Photo by Shawn Jones
The most beautiful thing I’ve ever witnessed is a person living for something greater than themselves. Beauty is born when a person embodies the intentionality and care in which he or she was created. The person who reflects their Creator in action and in speech is like a great masterpiece — displaying their beauty and alignment to their Creator, silently bringing reverence to Him.
When I think of beauty, the image in my mind is not of beauty that is seen with the eye. Rather, beauty is the fulfillment and self-realization of one’s calling, which emanates from within. This radical wholeness comes from a primary place of understanding oneself within the context of trying to understand God.

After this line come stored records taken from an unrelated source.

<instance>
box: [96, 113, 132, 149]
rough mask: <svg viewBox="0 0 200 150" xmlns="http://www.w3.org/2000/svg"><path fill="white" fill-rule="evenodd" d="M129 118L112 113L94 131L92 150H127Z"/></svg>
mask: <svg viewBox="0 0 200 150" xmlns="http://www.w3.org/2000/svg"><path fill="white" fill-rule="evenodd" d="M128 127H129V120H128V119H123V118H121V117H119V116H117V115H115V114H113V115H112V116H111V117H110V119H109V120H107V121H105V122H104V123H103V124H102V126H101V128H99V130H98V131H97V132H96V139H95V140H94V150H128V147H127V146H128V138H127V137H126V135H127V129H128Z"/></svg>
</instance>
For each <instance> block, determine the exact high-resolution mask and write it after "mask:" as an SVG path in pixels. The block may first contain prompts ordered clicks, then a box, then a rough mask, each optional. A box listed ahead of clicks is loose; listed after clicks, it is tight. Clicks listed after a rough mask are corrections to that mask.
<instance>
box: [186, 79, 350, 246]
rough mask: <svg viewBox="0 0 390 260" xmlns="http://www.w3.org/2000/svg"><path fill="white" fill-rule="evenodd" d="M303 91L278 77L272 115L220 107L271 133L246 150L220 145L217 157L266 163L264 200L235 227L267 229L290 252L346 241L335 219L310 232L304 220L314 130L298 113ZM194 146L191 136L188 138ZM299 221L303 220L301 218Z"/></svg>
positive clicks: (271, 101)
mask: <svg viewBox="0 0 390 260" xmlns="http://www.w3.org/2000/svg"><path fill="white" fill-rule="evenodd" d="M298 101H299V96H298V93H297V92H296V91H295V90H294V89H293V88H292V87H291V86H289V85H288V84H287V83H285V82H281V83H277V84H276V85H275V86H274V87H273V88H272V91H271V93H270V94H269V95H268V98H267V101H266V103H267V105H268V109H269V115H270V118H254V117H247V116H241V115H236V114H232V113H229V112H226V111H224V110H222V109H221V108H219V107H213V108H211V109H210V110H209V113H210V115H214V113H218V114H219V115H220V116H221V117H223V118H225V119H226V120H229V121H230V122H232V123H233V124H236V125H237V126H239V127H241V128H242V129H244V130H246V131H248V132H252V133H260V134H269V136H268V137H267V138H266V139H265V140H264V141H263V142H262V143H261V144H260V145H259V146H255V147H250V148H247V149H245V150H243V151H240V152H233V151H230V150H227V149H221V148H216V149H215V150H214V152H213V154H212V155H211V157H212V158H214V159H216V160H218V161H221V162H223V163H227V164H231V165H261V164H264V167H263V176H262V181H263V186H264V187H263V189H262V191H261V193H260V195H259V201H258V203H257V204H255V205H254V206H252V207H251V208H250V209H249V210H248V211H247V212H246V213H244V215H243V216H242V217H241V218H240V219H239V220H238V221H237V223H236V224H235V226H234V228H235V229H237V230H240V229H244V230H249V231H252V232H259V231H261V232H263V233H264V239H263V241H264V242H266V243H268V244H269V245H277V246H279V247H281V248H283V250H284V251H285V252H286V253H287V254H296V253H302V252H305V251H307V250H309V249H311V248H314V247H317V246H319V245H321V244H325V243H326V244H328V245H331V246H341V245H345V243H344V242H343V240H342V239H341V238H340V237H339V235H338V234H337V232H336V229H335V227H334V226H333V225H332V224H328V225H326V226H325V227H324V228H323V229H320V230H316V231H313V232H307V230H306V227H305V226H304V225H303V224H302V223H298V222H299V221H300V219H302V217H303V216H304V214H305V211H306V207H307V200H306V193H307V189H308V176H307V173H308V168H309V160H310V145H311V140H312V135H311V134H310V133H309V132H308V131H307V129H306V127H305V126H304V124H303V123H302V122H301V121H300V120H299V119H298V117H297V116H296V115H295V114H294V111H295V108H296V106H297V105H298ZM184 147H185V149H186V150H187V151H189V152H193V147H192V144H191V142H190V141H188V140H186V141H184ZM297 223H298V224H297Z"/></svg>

People spend their lives seeking meaning and purpose. Those who find some taste of meaning rarely stop there, but search for even deeper significance. Those who get a taste of purpose seek it to even greater depth, often through their understanding of God.
This kind of self-awareness combined with awareness of God is the vast color palette that can take the canvas of a soul and illuminate it in a way that makes the light of inward beauty well up and spill out into every action. To live selflessly and sacrificially, completely devoted to loving the people around them, is the greatest representation of beauty a person can uphold.
The Bible emphasizes the importance of inner beauty over external beauty. In the New Living Version, 1 Peter 3:3-4 says, “Do not let your beauty come from the outside. It should not be the way you comb your hair or the wearing of gold or fine clothes. Your beauty should come from the inside. It should come from the heart. This is the kind that lasts. Your beauty should be a gentle and quiet spirit. In God’s sight, this is of great worth and no amount of money can buy it.”
I have met many people who exhibit their inner beauty from all walks of life and religious beliefs. The vast majority of them, however, have been people who seek to emulate the One who many agree was the most loving, selfless, sacrificial being to live on this earth — Jesus Christ.
The beauty of the Gospel of Jesus Christ is that the God who invented beauty died to set every person free and restore them to true beauty. What is most beautiful about any imperfect person — no matter how broken — is the freedom to admit to their imperfection and embrace the perfection of God’s grace. The power of redemption replaces our brokenness with peace and joy, turning our faults and imperfections into beauty,
When I think of my own brokenness and the effect of grace in my life, I picture myself as a glass bottle — empty and void of purpose — that was smashed and thrown into the sea. Now, the sea is God’s redemption, and as wave after waves crashes over me, I am being made into new beauty. Tossed and tumbled on the ocean floor, my failures and imperfections were — and still are — being ground free of their sharp edges.
The starting point of my salvation was the throwing of my pieces into the sea. The process of redemption was the early morning tide that washed my pieces up on the shore. The grace that took me and made me new is the act of God collecting my glass pieces, which He would use to create a stained-glass masterpiece.
I am no closer to perfection; there are still pieces of my life being tumbled around on the ocean floor — rough edges still needing to be smoothed. However, the grace of God has already taken my faults and designed a masterpiece by which to make my brokenness beautiful. Though the process is continual for the duration of my time on Earth, I will one day be complete. The plans for perfection that my Creator has for me far outweigh the trials of working through my imperfections in this life.
A life of faith in Jesus Christ is not easy, nor is it necessarily aesthetically pleasing, but the beauty that is manifested in such a life is far beyond what the physical eye can behold. God may have even given us eyes to see the beauty of His Creation, but I believe He gave us souls as spiritual eyes so we could see Him and experience what real beauty is.
There is more to life than what we see. And we have an opportunity to give meaning to what is before our eyes by way of the unseen.